In reply to bmorris:
The solve before constraint is one of the most misunderstood constructs in SystemVerilog. It is not really a constraint in that it has no effect on the available solution set. It only effects the distribution in the choice of values among the available solutions.
If the three sets of instructions have an equal number of non-overlapping values, then solve before will have absolutely no effect, and can be removed without changing any results.
Without any constraints, there are 3 possible values for set, and 256 possible values for inst. The constraints give us 9 possible solutions, still with 3 values for set, but only 9 possible values for inst (because each value for set only allows 3 values for inst). If you look at the total possible allowed combinations of set and inst, you will see that each of the values of set are in the solution space 3 times.
Solution space
set inst
SET1 1
SET1 2
SET1 3
SET2 34
SET2 35
SET2 36
SET3 114
SET3 115
SET3 116
When you call randomize() without any solve before constraint, the solver will pick one of these solutions randomly with a uniform distribution. So the probability of of picking SET1 is 3/9 or 1/3rd. The probability of picking a value of any instruction is 1/9. If we change the example so that each set had 5 instructions, then the total number of solutions would go up to 15, but the probability of picking SET1 is still 5/15 or 1/3rd.
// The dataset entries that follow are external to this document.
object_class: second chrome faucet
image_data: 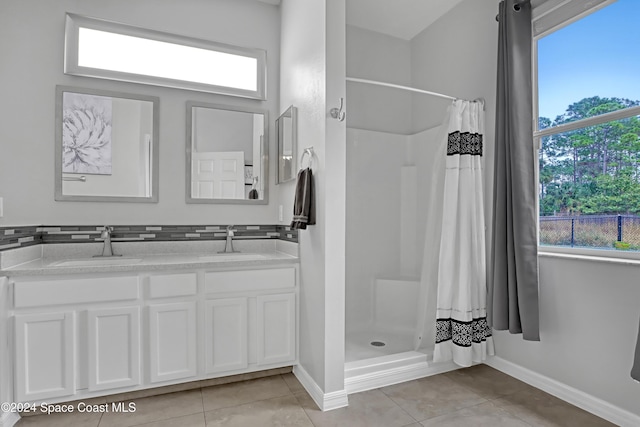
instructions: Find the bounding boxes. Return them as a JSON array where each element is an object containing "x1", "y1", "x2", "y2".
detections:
[
  {"x1": 95, "y1": 225, "x2": 121, "y2": 257},
  {"x1": 218, "y1": 225, "x2": 239, "y2": 254}
]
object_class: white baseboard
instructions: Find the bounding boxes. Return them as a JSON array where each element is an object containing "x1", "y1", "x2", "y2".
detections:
[
  {"x1": 485, "y1": 356, "x2": 640, "y2": 427},
  {"x1": 293, "y1": 365, "x2": 349, "y2": 411},
  {"x1": 345, "y1": 358, "x2": 459, "y2": 395},
  {"x1": 0, "y1": 411, "x2": 20, "y2": 427}
]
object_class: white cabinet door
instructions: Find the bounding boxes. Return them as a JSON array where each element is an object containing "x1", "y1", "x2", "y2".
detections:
[
  {"x1": 14, "y1": 312, "x2": 75, "y2": 401},
  {"x1": 148, "y1": 302, "x2": 197, "y2": 383},
  {"x1": 256, "y1": 293, "x2": 296, "y2": 366},
  {"x1": 87, "y1": 307, "x2": 140, "y2": 391},
  {"x1": 204, "y1": 298, "x2": 248, "y2": 374}
]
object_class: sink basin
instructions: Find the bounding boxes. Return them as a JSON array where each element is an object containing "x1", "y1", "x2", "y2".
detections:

But now let’s change the example so that the number of instructions in each set is different. For example, SET1 has 3 instructions, SET2 has 7 instructions, and SET3 has 90 instructions. Now the total number of possible solutions is 100, and the probability of picking SET1 is 3/100 or 3%. The probability of picking a any particular instruction is 1/100. If we add the solve set before inst construct, that doesn’t change the fact that there are still only 100 possible solutions. Instead of picking a random solution from the collection of 100 possible, pick a value for set from the possible choices in the solution space first, eliminate the solutions that don’t have set with the value you picked, then proceed to pick a value for inst from the remaining solutions. By picking a value for set first, you now have a 1/3 probability of picking SET1, SET2, or SET3. But now the probability of picking one instruction from SET1 is (1/3)(1/3) or 1/9, and the probability of picking any instruction from SET3 is (1/3)(1/90) or 1/270.
Going back to the original example with
obj.randomize() with { inst == 1 };
This works without having to constrain set==SET1 because the 2 out of the 3 implication constraints could not be satisfied if set did not have the value SET1. (i.e. if set==SET2 then set==SET2 → inst inside {[34:36]}; cannot be satisfied if inst is constrained to 1. Also, thesolve set before inst has no effect because the total solution space is constrained to have only one value for set anyways.